Although we support the creation of PTSD Centers of Excellence outlined in Section 105 of the legislation, we wonder whether this step is necessary.  The VA already maintains a broad network of PTSD treatment centers.  Furthermore, in 1989, the VA established the National Center for Post-Traumatic Stress Disorder as a focal point to promote research into the causes and diagnosis of this disorder, to train health care and related personnel in diagnosis and treatment, and to serve as an information clearinghouse for professionals.  The Center offers guidance on the effects of PTSD on family and work, and notes treatment modalities and common therapies used to treat the condition.  This center already functions as a center of excellence.  At the very least, it should be incorporated into this new network of centers of excellence.  
PVA has some concerns with the pilot program outlined in Title II of the bill.  While we certainly support the emphasis placed on peer counseling and outreach, as expressed in our statement earlier, we maintain our concerns about contract services with community health centers.  The VA should be able to provide the services described in the legislation through judicious application of its already existing fee basis authority.  We do, however, appreciate the emphasis on ensuring that the non-VA facilities are compliant with VA standards, particularly through additional training managed specifically by the VA. 
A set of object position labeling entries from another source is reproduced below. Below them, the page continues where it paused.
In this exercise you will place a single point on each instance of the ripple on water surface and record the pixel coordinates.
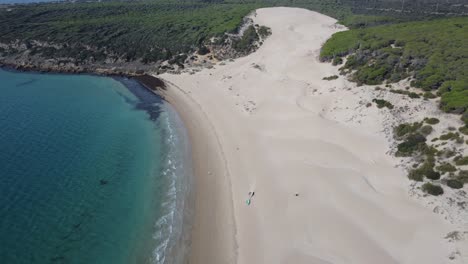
(84, 170)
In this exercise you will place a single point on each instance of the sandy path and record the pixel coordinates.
(271, 128)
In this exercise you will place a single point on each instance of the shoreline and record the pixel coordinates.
(317, 159)
(212, 239)
(326, 188)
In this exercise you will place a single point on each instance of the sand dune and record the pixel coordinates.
(325, 189)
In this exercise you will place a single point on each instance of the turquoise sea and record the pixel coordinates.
(92, 170)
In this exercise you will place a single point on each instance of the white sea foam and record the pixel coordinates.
(172, 228)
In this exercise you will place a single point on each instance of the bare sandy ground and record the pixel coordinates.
(326, 188)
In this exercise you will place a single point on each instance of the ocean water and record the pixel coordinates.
(92, 170)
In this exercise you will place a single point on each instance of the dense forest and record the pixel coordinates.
(432, 53)
(152, 31)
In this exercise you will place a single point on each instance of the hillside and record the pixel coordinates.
(140, 35)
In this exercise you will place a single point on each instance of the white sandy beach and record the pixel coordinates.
(268, 123)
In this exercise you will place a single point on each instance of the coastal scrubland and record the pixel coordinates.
(149, 32)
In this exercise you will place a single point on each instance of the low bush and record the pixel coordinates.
(450, 136)
(426, 130)
(330, 78)
(446, 167)
(431, 120)
(463, 130)
(454, 184)
(383, 103)
(406, 128)
(425, 170)
(337, 61)
(429, 95)
(413, 143)
(461, 161)
(432, 189)
(463, 176)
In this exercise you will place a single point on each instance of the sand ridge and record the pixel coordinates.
(326, 189)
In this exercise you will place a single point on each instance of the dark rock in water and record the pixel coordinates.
(103, 182)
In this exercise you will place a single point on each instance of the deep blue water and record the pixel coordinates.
(91, 171)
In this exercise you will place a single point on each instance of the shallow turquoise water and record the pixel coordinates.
(90, 171)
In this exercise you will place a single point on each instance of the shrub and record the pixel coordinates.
(406, 128)
(463, 176)
(329, 78)
(465, 117)
(449, 136)
(425, 170)
(429, 95)
(264, 31)
(461, 161)
(415, 175)
(432, 189)
(337, 61)
(463, 130)
(426, 130)
(454, 184)
(446, 167)
(413, 143)
(203, 50)
(431, 120)
(382, 103)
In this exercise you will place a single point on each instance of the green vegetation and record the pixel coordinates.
(454, 184)
(413, 143)
(432, 53)
(432, 189)
(463, 130)
(410, 94)
(431, 120)
(330, 78)
(245, 42)
(461, 161)
(381, 103)
(426, 130)
(446, 167)
(150, 31)
(451, 136)
(463, 176)
(406, 128)
(425, 170)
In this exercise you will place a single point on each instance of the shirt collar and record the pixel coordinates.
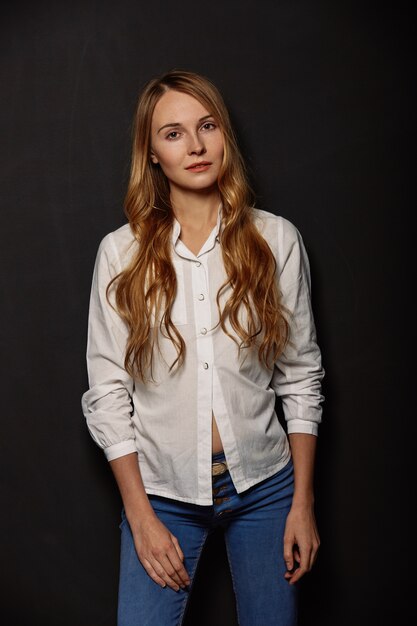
(214, 235)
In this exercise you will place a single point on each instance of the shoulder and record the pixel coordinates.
(281, 234)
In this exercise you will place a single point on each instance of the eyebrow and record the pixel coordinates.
(176, 124)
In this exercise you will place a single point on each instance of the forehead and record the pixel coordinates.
(177, 107)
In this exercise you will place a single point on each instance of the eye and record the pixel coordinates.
(208, 126)
(174, 134)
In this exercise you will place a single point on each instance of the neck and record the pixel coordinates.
(195, 209)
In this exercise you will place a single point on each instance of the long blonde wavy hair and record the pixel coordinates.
(145, 290)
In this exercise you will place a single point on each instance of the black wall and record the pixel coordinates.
(320, 93)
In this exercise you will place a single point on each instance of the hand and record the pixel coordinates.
(301, 542)
(159, 552)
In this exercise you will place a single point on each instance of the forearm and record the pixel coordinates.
(129, 480)
(303, 450)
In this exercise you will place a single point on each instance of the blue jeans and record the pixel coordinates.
(253, 524)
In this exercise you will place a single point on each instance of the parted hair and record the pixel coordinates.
(146, 289)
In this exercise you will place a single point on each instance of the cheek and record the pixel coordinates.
(169, 156)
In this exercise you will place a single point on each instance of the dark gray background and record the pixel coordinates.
(321, 97)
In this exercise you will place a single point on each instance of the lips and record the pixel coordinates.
(197, 165)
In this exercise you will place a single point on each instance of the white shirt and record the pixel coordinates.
(169, 422)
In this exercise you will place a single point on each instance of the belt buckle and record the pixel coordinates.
(218, 468)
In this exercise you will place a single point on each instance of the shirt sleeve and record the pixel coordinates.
(298, 372)
(107, 405)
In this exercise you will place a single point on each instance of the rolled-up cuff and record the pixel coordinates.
(120, 449)
(301, 426)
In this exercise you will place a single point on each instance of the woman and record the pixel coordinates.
(200, 315)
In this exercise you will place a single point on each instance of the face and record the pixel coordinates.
(186, 141)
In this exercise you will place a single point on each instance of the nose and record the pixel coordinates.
(196, 145)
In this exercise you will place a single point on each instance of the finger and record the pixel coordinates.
(288, 554)
(177, 547)
(302, 556)
(161, 566)
(167, 561)
(177, 563)
(152, 573)
(175, 568)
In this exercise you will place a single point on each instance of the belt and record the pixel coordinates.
(218, 468)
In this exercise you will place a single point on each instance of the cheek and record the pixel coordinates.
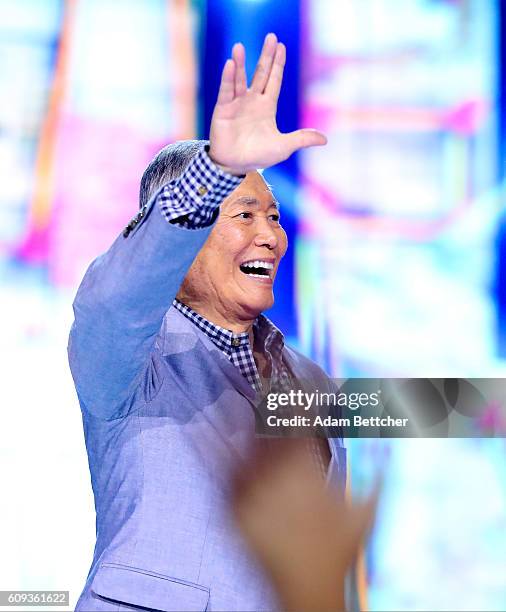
(283, 242)
(231, 240)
While we also support Title III of the legislation regarding research into comorbid PTSD and substance use disorder, we wonder if this is duplicative with activities already taking place at the National Center for PTSD.  However, PVA has long supported research initiatives into various types of conditions and the treatments associated with them. 
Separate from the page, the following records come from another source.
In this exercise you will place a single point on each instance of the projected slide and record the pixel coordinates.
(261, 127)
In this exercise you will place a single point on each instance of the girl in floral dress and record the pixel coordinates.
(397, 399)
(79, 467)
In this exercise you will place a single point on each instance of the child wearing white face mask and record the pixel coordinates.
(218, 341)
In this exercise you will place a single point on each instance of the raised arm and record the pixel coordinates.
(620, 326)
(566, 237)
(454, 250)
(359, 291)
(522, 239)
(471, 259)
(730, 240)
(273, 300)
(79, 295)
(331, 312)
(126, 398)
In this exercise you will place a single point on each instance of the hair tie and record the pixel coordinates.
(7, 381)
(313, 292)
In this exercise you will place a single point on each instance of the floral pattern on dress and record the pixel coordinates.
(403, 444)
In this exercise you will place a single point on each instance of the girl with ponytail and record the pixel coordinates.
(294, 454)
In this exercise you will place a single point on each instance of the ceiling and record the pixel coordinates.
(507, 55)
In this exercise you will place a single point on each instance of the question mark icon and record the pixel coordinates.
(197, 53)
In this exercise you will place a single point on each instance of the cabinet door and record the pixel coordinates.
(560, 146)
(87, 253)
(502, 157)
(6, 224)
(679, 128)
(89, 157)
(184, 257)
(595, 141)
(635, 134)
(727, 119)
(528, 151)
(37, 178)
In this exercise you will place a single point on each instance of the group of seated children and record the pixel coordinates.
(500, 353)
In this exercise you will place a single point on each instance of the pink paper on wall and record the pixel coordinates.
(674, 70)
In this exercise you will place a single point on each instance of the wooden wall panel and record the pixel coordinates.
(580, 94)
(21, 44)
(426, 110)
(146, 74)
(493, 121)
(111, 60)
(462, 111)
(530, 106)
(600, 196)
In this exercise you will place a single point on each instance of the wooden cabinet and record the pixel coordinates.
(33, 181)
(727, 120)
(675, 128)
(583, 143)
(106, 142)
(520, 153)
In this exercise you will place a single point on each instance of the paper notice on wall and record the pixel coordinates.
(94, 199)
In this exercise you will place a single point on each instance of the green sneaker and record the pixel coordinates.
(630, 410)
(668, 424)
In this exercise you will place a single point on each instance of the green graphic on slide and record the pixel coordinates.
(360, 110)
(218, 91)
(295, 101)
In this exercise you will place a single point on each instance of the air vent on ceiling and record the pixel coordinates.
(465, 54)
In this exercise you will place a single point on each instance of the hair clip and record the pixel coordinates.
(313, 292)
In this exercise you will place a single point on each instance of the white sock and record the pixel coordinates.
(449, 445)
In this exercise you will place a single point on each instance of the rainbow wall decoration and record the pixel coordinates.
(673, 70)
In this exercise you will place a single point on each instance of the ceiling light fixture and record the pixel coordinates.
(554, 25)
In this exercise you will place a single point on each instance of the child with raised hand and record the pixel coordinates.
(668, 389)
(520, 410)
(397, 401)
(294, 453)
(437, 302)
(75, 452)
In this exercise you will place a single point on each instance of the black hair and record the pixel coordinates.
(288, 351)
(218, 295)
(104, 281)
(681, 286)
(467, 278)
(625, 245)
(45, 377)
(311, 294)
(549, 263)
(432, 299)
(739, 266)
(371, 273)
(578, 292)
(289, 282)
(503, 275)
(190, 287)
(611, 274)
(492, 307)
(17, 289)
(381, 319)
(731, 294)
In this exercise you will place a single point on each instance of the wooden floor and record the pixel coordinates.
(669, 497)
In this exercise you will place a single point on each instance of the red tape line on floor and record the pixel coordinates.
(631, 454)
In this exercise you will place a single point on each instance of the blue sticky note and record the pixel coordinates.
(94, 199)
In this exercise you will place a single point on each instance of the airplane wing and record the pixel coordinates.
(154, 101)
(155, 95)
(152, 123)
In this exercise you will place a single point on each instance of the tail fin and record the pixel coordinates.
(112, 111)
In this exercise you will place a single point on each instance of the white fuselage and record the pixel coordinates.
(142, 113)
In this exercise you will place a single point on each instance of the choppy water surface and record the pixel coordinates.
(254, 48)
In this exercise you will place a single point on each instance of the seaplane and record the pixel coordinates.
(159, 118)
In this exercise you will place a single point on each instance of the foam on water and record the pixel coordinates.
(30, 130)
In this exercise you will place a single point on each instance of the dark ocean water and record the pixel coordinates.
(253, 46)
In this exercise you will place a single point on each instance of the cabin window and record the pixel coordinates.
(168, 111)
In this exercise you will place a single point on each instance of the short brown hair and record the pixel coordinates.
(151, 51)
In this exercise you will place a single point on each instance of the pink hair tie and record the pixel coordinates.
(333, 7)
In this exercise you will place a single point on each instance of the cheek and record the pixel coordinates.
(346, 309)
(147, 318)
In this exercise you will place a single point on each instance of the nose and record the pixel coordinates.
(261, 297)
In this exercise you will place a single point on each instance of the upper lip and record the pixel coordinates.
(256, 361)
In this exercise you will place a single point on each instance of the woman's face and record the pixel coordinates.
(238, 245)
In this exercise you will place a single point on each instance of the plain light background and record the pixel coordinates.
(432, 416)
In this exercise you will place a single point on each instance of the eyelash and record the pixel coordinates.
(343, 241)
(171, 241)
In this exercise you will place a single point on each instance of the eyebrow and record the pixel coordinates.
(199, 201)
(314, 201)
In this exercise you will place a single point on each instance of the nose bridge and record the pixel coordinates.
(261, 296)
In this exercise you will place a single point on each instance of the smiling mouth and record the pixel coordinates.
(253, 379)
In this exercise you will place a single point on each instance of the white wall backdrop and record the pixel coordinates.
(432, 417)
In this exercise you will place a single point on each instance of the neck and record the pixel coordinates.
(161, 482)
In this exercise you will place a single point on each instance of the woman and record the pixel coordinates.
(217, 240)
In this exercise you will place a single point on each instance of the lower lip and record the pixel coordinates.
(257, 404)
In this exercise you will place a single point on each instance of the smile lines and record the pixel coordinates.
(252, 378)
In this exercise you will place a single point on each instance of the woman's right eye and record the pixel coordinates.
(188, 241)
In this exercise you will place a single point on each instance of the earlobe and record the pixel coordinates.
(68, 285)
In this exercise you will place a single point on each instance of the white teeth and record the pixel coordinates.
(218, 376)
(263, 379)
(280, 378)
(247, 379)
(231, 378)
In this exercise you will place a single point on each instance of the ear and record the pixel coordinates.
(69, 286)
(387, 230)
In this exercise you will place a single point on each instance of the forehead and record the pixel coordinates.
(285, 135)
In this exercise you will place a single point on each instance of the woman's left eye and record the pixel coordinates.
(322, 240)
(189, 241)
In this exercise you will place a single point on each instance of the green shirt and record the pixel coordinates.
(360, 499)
Finally, we recognize the unique challenge associated with providing mental health services to families of veterans.  This is an area that the VA has had little experience with in the past.  Likewise, we see no problem with the VA examining the feasibility of providing readjustment and transition assistance to veterans and their families.  It is certainly an issue that has become more apparent as more men and women return from conflicts abroad broken and scarred.  The impact that this has on the veteran and his or her family cannot be overstated. 
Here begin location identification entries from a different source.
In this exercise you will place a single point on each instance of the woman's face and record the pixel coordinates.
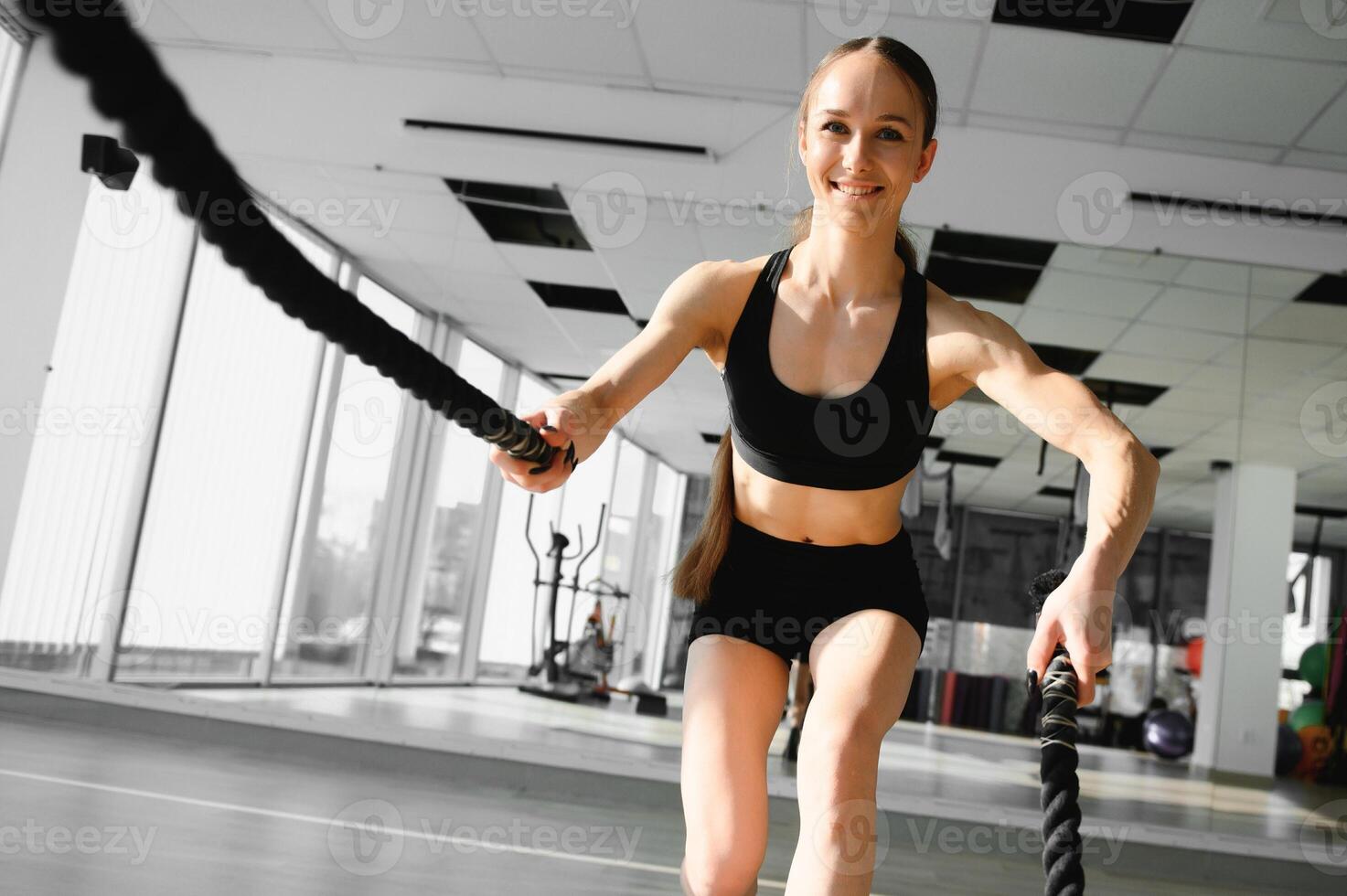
(863, 130)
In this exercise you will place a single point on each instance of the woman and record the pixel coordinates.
(840, 355)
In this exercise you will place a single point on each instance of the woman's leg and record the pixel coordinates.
(732, 705)
(862, 668)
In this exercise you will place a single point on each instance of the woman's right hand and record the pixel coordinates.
(555, 423)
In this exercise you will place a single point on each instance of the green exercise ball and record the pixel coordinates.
(1313, 660)
(1310, 711)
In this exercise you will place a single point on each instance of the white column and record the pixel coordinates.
(1246, 605)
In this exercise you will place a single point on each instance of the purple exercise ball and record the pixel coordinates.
(1168, 733)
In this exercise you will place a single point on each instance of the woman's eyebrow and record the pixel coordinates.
(888, 116)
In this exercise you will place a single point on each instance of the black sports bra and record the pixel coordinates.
(866, 440)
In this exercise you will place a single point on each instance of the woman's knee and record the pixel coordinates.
(718, 872)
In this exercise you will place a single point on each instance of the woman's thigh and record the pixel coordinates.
(733, 697)
(862, 666)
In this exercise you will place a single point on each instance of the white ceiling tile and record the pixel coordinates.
(1281, 283)
(1171, 343)
(1238, 101)
(1224, 276)
(1326, 161)
(1141, 368)
(401, 31)
(547, 264)
(709, 42)
(159, 23)
(258, 23)
(1037, 125)
(1206, 310)
(1058, 76)
(603, 39)
(1259, 27)
(947, 43)
(1310, 321)
(1330, 133)
(1068, 327)
(1117, 263)
(1198, 145)
(1104, 295)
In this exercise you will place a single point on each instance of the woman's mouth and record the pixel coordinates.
(854, 193)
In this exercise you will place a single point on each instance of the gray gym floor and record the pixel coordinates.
(112, 799)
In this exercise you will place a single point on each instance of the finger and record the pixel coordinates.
(1084, 668)
(1040, 648)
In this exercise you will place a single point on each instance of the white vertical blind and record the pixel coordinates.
(217, 526)
(94, 430)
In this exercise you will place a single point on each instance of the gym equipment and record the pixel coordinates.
(1313, 663)
(583, 674)
(1167, 733)
(1060, 794)
(1310, 711)
(1289, 750)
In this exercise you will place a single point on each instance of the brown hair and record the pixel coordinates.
(695, 571)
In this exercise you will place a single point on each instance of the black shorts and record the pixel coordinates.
(780, 593)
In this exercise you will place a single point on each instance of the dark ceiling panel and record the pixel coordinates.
(1150, 20)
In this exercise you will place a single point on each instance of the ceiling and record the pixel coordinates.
(319, 111)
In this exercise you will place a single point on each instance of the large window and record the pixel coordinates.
(508, 642)
(439, 593)
(11, 57)
(93, 435)
(222, 501)
(327, 627)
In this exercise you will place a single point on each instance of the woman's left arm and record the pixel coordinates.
(1122, 488)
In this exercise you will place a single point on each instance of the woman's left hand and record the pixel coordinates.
(1079, 614)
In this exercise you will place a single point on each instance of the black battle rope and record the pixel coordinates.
(127, 84)
(1060, 794)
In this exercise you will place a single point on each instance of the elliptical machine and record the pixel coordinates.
(567, 680)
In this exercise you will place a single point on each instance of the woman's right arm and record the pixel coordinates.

S. 2160, the "Veterans Pain Care Act"
PVA supports the draft legislation that would establish a system-wide pain care initiative within the VA.  We agree with the finding that comprehensive pain care in not consistently provided across the entire system.  We have seen firsthand the benefits of pain care programs as each VA facility that supports a spinal cord injury (SCI) unit also maintains a pain care program.  Veterans with spinal cord injury know all to well the impact that pain, including phantom pain, can have on their daily life.  The pain care programs that SCI veterans have access to have greatly enhanced their rehabilitation and improved their quality of life. 

The one concern we have is the expectation that every facility in the VA should have a pain care program.  Does this suggest that every community-based outpatient clinic (CBOC) should have a similar program?  This might be an unreasonable expectation.  We do support the idea of cooperative centers for research and education on pain.  The work done at these locations can only benefit the provision of pain care services throughout the system. 

Mr. Chairman and members of the Committee, PVA once again thanks you for the opportunity to testify.  We look forward to working with you to ensure that veterans continue to have access to the best health care services in America. 

I would be happy to answer any questions that you might have.